The Center on Budget and Policy Priorities notes that in 2018, the EITC lifted over 10 million people out of poverty, while making over 17 million less poor. This statistic shows both how important the EITC has been to improving the health and well being of families — but it also shows the extent to which our economy has come to rely on the working poor.
It is also important to note that lifting a household out of poverty does not mean that a household has enough to afford a minimally decent standard of living and various recent “living wage calculators” have estimated how much a household needs to afford a basic standard of living without government support. There is variation in results, but the common theme is that the estimates are much higher than the poverty threshold.
So, if Congress really wants to encourage work, then it needs open its eyes to what the barriers to work are.
First, with schools and child care centers closed, people have no way to ensure their children are safe if they leave them to go to work. Second, many workplaces present a risk of exposure to the virus, which is a concern for all workers and is a particular concern for workers who have underlying health issues or live with family members who are at risk. Third, and most crucially, there is really not much work to be had.
We are in the midst of an economic collapse with over 32 million people receiving unemployment benefits. The most recent report (as of end of May) from the Bureau of Labor Statistics showed only 5.4 million jobs open — not nearly enough for 30 million-plus people in need of work. Moreover, the report indicated that 6.5 million hires happened in May, indicating that employers are filling their job openings.
Encouraging work is one thing but encouraging work that allows people to support themselves without public assistance is quite another. If Congress wants people to be able to support themselves on their work, then they need to encourage better jobs.
There are many options to choose from here. The first obvious choice is wage and hour rules, notably raising the minimum wage, addressing overtime rules and addressing the inequities of the tipped minimum wage. Another approach is to leverage the power of the public purse to preference companies that offer higher quality jobs, encouraging competition to improve jobs instead of a singular focus on reducing labor compensation (which does not necessarily even lead to a reduction of labor costs).
There are so many more options. Congress could also encourage more profit sharing and shared equity among companies as a strategy to improve the quality of jobs. And of course, in areas such as child care and health care, Congress could build much more robust public systems, lessening the burdens on companies to somehow ensure their workers have access to these vital services.

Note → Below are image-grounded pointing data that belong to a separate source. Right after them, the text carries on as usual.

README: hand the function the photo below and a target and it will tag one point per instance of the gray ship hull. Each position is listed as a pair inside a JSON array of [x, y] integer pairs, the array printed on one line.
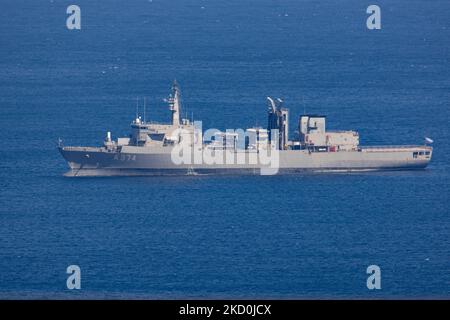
[[86, 161]]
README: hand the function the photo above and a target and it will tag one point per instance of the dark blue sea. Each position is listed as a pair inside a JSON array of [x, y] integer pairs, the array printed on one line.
[[286, 236]]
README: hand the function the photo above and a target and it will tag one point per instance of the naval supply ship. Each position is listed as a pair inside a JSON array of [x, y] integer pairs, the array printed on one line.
[[181, 147]]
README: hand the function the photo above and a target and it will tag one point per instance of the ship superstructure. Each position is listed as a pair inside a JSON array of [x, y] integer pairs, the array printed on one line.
[[180, 147]]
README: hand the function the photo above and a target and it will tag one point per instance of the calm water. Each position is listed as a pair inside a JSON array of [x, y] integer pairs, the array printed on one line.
[[296, 236]]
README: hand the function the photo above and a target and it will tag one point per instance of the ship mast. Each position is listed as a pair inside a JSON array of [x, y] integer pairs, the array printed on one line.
[[174, 104]]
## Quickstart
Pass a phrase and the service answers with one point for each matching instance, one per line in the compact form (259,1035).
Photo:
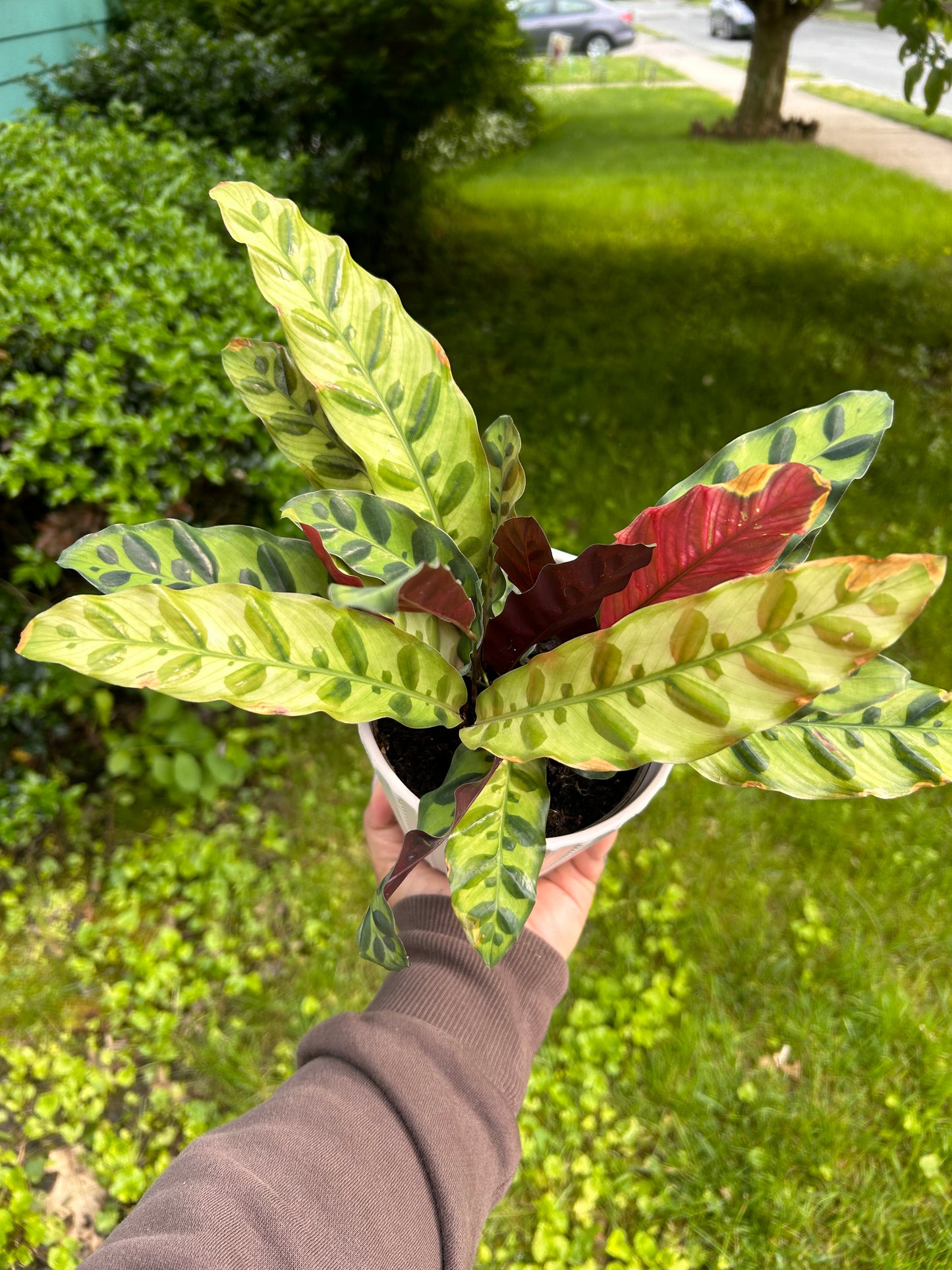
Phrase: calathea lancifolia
(416,594)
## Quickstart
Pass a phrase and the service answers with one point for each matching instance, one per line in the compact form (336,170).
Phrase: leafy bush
(352,84)
(234,89)
(116,293)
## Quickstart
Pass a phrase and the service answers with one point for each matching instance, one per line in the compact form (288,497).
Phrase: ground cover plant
(675,643)
(620,277)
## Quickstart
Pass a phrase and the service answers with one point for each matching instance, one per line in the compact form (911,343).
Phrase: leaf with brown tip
(716,533)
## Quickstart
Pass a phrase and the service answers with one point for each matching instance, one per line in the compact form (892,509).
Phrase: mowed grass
(621,69)
(903,112)
(635,299)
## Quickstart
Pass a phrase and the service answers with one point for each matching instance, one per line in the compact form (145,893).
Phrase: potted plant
(509,689)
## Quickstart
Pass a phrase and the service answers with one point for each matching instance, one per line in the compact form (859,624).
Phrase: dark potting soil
(422,757)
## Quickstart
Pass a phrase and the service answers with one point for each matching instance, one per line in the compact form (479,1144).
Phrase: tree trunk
(760,111)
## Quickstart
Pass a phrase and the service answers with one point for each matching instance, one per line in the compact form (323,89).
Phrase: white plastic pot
(406,805)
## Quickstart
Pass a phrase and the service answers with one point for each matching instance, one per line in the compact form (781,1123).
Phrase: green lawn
(939,125)
(634,299)
(601,70)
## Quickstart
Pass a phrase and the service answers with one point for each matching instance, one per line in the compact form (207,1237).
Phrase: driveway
(851,52)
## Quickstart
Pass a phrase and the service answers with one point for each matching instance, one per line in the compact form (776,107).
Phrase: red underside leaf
(418,845)
(522,550)
(435,591)
(334,571)
(716,533)
(563,604)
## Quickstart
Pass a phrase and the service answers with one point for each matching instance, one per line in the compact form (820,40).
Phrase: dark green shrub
(117,294)
(350,84)
(237,89)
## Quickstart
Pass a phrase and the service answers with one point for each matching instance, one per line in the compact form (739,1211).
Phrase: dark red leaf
(418,845)
(435,591)
(335,572)
(563,604)
(522,550)
(716,533)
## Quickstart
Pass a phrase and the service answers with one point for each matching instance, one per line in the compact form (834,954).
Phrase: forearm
(390,1145)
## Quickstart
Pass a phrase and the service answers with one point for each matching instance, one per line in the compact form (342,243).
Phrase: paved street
(851,52)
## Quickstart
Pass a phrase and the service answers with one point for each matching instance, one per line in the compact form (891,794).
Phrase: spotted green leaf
(494,856)
(381,539)
(182,556)
(379,940)
(277,393)
(681,679)
(446,639)
(435,815)
(883,748)
(839,438)
(383,382)
(507,478)
(267,653)
(875,682)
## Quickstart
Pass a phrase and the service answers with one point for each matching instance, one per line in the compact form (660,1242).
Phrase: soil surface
(422,757)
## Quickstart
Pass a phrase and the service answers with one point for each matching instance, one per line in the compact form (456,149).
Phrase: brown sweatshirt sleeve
(391,1142)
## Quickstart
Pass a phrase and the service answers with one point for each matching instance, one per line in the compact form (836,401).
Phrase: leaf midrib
(615,690)
(262,661)
(283,262)
(853,727)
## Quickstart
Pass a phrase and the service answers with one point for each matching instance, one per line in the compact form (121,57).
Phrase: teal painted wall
(41,28)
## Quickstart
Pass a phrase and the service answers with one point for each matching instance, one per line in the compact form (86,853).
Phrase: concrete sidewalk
(867,136)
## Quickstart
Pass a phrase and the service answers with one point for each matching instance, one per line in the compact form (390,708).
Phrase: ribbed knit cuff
(499,1016)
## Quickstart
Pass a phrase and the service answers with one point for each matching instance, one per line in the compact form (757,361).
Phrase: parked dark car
(594,26)
(731,19)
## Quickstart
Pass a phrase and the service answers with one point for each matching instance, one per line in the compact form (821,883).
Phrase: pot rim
(654,776)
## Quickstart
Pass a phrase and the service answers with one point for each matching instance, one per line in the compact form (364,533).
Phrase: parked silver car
(594,26)
(731,19)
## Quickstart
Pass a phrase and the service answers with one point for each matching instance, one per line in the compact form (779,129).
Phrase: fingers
(592,861)
(379,815)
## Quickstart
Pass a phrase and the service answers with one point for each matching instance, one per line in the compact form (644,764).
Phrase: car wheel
(598,46)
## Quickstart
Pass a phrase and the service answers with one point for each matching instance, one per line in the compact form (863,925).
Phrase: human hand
(564,897)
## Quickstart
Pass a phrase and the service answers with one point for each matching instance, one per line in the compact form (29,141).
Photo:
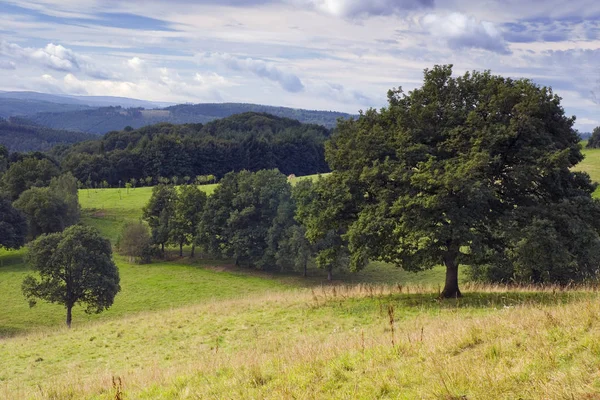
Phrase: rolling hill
(23,136)
(107,119)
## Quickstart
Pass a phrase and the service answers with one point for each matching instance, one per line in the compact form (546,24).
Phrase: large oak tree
(453,172)
(74,266)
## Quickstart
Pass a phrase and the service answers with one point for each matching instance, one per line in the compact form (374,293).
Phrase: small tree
(27,173)
(188,212)
(594,140)
(135,242)
(159,213)
(75,267)
(13,226)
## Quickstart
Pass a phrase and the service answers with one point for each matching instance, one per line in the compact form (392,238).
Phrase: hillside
(10,107)
(19,135)
(106,119)
(204,329)
(250,141)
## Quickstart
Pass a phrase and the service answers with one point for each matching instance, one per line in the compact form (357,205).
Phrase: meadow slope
(195,329)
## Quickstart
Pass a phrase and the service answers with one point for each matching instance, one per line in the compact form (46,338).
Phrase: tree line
(257,219)
(474,170)
(39,206)
(248,141)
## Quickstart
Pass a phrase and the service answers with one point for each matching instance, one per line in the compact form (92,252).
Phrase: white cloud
(211,80)
(287,80)
(361,8)
(136,64)
(7,65)
(55,57)
(461,31)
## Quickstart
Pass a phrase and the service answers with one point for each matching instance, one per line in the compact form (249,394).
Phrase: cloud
(55,57)
(464,32)
(7,65)
(211,80)
(288,81)
(136,64)
(361,8)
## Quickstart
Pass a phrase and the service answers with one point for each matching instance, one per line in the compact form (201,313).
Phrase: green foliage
(324,209)
(75,267)
(26,173)
(160,212)
(107,119)
(445,171)
(50,209)
(240,214)
(13,226)
(248,141)
(135,242)
(594,140)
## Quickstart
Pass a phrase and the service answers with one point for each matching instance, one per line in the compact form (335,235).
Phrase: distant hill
(10,107)
(89,101)
(107,119)
(248,141)
(19,135)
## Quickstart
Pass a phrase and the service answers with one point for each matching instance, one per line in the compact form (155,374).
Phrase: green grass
(190,329)
(324,343)
(591,165)
(109,209)
(157,286)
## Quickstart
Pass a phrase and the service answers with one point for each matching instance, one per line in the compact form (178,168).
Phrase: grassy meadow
(204,329)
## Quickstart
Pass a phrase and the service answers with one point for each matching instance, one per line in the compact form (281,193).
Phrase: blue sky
(318,54)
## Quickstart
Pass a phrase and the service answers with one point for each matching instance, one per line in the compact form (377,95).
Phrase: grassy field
(591,165)
(359,342)
(195,329)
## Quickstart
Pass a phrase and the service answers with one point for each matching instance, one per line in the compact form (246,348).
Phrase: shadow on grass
(473,302)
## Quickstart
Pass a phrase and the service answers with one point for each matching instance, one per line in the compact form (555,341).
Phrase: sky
(341,55)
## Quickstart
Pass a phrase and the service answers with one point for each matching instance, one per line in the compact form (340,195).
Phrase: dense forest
(249,141)
(107,119)
(21,135)
(12,107)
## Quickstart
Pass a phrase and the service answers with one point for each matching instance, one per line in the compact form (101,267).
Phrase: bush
(135,242)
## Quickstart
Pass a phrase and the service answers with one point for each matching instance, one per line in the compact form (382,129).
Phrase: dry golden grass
(330,342)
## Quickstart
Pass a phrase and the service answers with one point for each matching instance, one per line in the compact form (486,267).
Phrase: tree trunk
(69,315)
(451,289)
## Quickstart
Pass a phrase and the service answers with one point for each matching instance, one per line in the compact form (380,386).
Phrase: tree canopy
(463,170)
(239,216)
(594,140)
(13,226)
(74,267)
(247,141)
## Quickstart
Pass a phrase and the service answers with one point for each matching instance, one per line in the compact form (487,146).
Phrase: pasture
(194,329)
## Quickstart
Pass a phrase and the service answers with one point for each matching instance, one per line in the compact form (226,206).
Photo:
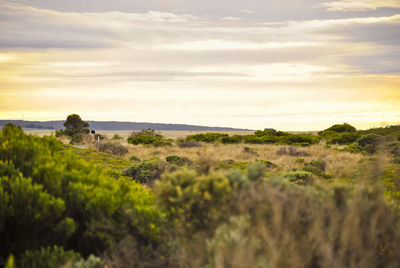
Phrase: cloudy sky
(286,64)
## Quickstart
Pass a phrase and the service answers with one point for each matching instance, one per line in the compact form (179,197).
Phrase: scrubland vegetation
(268,199)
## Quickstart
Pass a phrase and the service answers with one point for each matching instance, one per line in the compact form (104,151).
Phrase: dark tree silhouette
(74,125)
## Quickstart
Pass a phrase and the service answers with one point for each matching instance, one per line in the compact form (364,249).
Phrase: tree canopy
(74,125)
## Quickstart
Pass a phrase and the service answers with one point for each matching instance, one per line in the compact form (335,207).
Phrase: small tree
(74,125)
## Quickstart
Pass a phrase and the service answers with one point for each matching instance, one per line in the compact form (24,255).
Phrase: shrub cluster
(113,148)
(49,198)
(148,137)
(340,134)
(146,171)
(267,136)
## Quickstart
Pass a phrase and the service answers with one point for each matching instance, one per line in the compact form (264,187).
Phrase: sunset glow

Over the decades I have interviewed thousands of people who are trying to find work or better work — women leaving welfare in New York, displaced coal miners in Kentucky, laid off manufacturing workers in Michigan, low-wage service workers in Texas, white workers, Black workers, native-born workers and immigrant workers, old workers and young workers — what they all have in common is they want to work. They don’t want to stay home and live on unemployment benefits just because it’s a few dollars more than their previous wages. They don’t want returning to work to be unaffordable, since work means additional expenses like child care and commuting. What they want is to earn their living and live a decent life. They want to support themselves and their families through their work and earn the respect of their communities.
Congress should do all it can to make their aspirations achievable. Congress needs to open its eyes to the pandemic of poverty wage work, stop abetting it and start promoting the kind of work that makes a good life possible.